Put down the mic
Thoughts on ‘feedback via Twitter’
Imagine you’ve planned a fabulous web development conference with two fellow colleagues in the industry, Susan & James. It is now running without any problems but you are still very frustrated because it hasn’t been an easy time preparing for this conference. James really didn’t do the things you believed he was supposed to do and the conference has suffered as a result. It is time for the final keynote, you have 600 attendees present in the conference room as you grab the mic. You realize that this is an opportunity to tell everyone what a shitty job James has done! You can vent to an audience and you might even get a few laughs at his expense. James is in the room though so he will be very upset and embarrassed if you say anything.
So do you say anything?
I would assume not, because you’re a decent human being. I would assume that you would have a quiet word with James and explain your grievances privately instead of airing them to the entire conference.
I’m going to ask you to imagine another scenario now. Imagine you’re using a website or app that happened to be built by another James. The site is super buggy. The scroll is janky and some of the buttons aren’t very responsive.
You compose an angry tweet calling out the site for its terrible performance to be posted to your 600+ followers.
Do you post it? Have you posted it? Have you done this several times? I know I have.
Do you think the two scenarios above are different? What if I told you James is ‘in the room’ in the tweeting scenario? Because he is. I have been James. Many of us have been James.
Some people have built their entire careers on writing books and giving talks and generally telling us how not to build the web. For the rest of us web creators in the real world we build projects under hard constraints. Constraints that include budget limits, short timelines, client needs, business needs, audience or simply the needs of our direct superior. The end result is websites and products that are left wanting in certain areas. And as people who care about the web, using websites that are imperfect makes us angry.
We get angry because we care. I understand that. I know we all just want to make the web better. And I want to make it clear that I’m not suggesting we should stop having opinions on how to build the web. I am suggesting that what we do with those opinions is very important.
Full disclosure: part of the reason I feel so strongly about this is because I have been on the receiving end of a lot of ‘feedback via Twitter’. At Active Theory we do some things that anger people, including but not limited to: purely JavaScript generated markup, ‘animating everything’, making people rotate their phone to a preferred orientation, and taking a somewhat greedy chunk of the CPU. I’m on the internet and I’m active in the web community. I see most of the blog posts, reddit posts and twitter comments that call projects that I and my colleagues have worked on ‘stupid’, ‘slow’, and ‘pointless’. Every single time it feels like a slap in the face.
Here’s a crazy suggestion: if you see something you don’t agree with, maybe you could do something productive with your opinion instead of blowing hot hair in to the twittersphere. If you have a problem with a website, find out a way to contact the owners and send them your thought out (constructive!) criticism via email.
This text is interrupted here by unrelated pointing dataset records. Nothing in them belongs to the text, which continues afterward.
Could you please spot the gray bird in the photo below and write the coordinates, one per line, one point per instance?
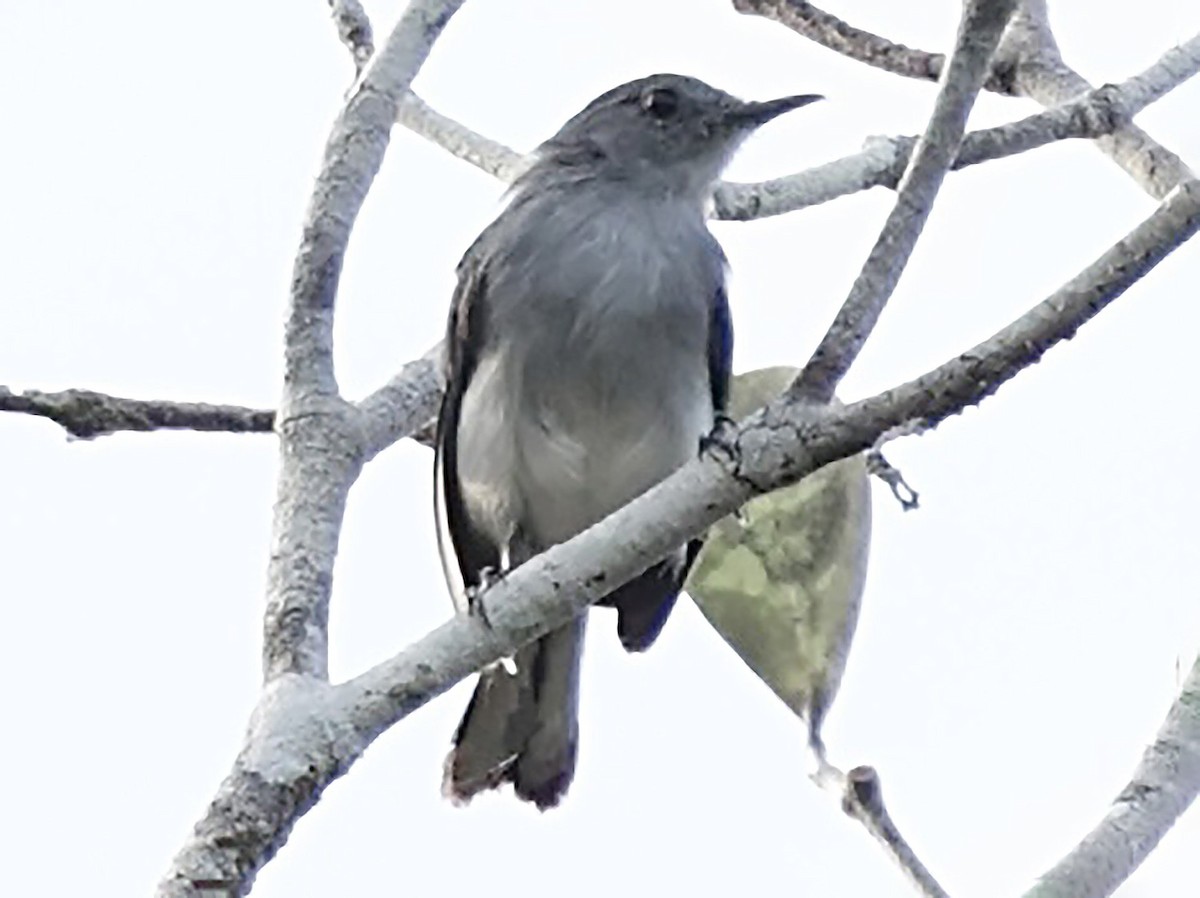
(588, 354)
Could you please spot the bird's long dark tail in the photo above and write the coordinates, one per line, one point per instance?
(643, 604)
(522, 726)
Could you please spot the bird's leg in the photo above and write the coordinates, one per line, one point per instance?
(720, 439)
(489, 578)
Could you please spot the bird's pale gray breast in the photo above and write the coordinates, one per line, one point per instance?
(594, 384)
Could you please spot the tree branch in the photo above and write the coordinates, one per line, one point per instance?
(843, 37)
(1027, 64)
(979, 31)
(491, 156)
(323, 445)
(354, 30)
(1163, 786)
(862, 798)
(85, 414)
(881, 165)
(1038, 71)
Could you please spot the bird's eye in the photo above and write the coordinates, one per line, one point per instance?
(661, 102)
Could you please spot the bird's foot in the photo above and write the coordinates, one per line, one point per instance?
(487, 579)
(721, 439)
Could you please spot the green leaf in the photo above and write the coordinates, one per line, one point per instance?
(783, 581)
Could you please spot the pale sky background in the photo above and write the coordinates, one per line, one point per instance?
(1023, 634)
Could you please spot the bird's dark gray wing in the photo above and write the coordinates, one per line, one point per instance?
(465, 336)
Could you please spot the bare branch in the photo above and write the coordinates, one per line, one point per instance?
(979, 31)
(1038, 72)
(883, 162)
(85, 414)
(354, 30)
(322, 447)
(862, 798)
(881, 165)
(843, 37)
(879, 466)
(405, 406)
(1163, 786)
(491, 156)
(1027, 64)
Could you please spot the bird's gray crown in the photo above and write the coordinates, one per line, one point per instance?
(665, 132)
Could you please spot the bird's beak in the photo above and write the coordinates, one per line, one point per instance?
(755, 114)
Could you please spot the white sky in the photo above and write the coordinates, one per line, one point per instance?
(1021, 636)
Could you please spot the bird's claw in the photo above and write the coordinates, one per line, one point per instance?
(720, 439)
(487, 579)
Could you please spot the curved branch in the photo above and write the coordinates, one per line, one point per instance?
(1163, 786)
(1038, 71)
(354, 30)
(322, 452)
(85, 413)
(1027, 64)
(322, 445)
(881, 163)
(979, 33)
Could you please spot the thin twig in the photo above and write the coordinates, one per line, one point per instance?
(840, 36)
(85, 413)
(354, 30)
(879, 466)
(880, 165)
(979, 31)
(1027, 64)
(1163, 786)
(1037, 69)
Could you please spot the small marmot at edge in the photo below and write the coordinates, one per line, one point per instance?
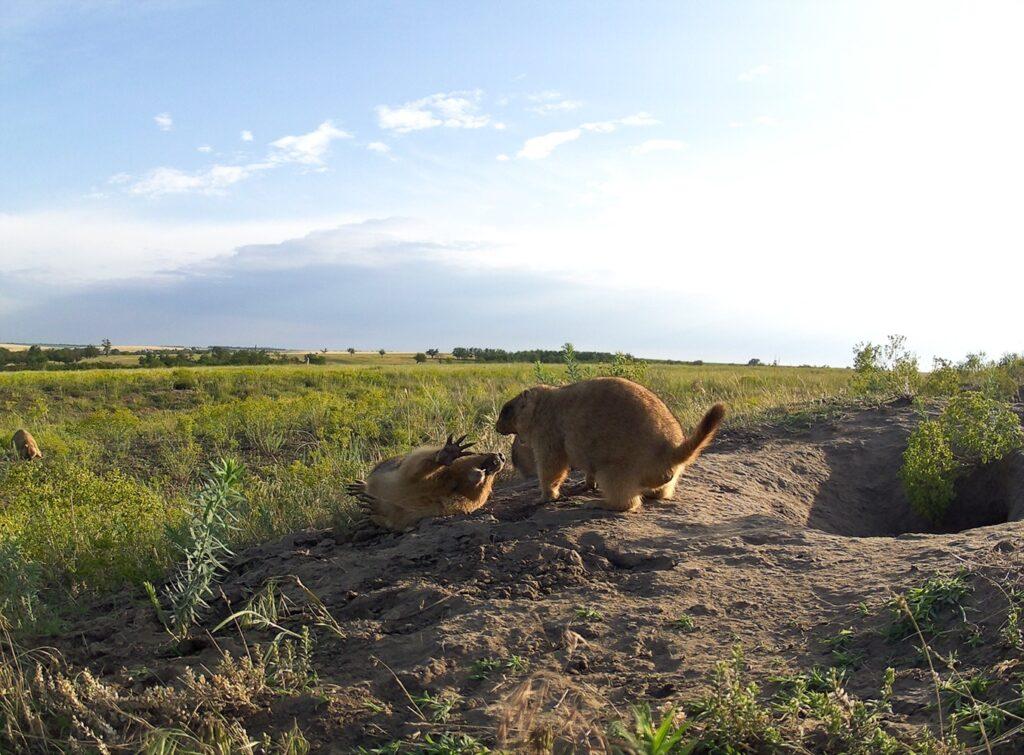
(614, 430)
(26, 446)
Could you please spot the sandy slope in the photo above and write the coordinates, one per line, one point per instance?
(761, 549)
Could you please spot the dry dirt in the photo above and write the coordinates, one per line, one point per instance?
(777, 540)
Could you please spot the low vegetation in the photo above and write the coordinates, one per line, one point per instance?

If you want to complain about my work feel free to email me, and I can take on your opinions and have a meaningful discussion with you on why we made the choices we did (spoiler alert: it has something to do with timeline, budget & client needs).
If you find problems in an open source project, maybe you could make a pull request and try and fix it! If people are building Front End frameworks that you disagree with, try contributing to one that aligns with your belief how things should be done. If you think someone’s open source efforts are ‘dumb’ or ‘pointless’, maybe just keep that opinion to yourself.
I’m not trying to be the girl that does not even go here suggesting that we bake a cake filled with rainbows and smiles that everyone would eat and be happy. I’m just challenging you to stop and think about what else you could do before putting another web professional’s work ‘on blast’.
Can you somehow contact the person responsible before telling everyone else?
Before you set down to write your “X things not to do in Y design” blog post complete with screenshots of work to be shamed, can you ask yourself if there is a way to make your point without stepping on others?
Can you log a git issue before complaining publicly about a project’s shortcomings?
Who are the people you follow on Twitter? is your timeline filled with negative ranty opinions or is it filled with useful advice and/or encouraging messages? Who do you want to surround yourself with and emulate?
I ask you to think about this because if you can’t take the time to find an appropriate avenue for feedback, but can take the time to craft a perfectly witty and mean criticism of another person’s work in 140 characters or less — I would suggest you are not improving the web, you are just being an asshole.
I’d like to hope that together we can make our industry a little kinder and more constructive. That we can put down the mic and instead have real personal conversations about what we can do to improve. If we put our own selfish desire to feel superior aside for a second, it can only make the web a better place to work and be.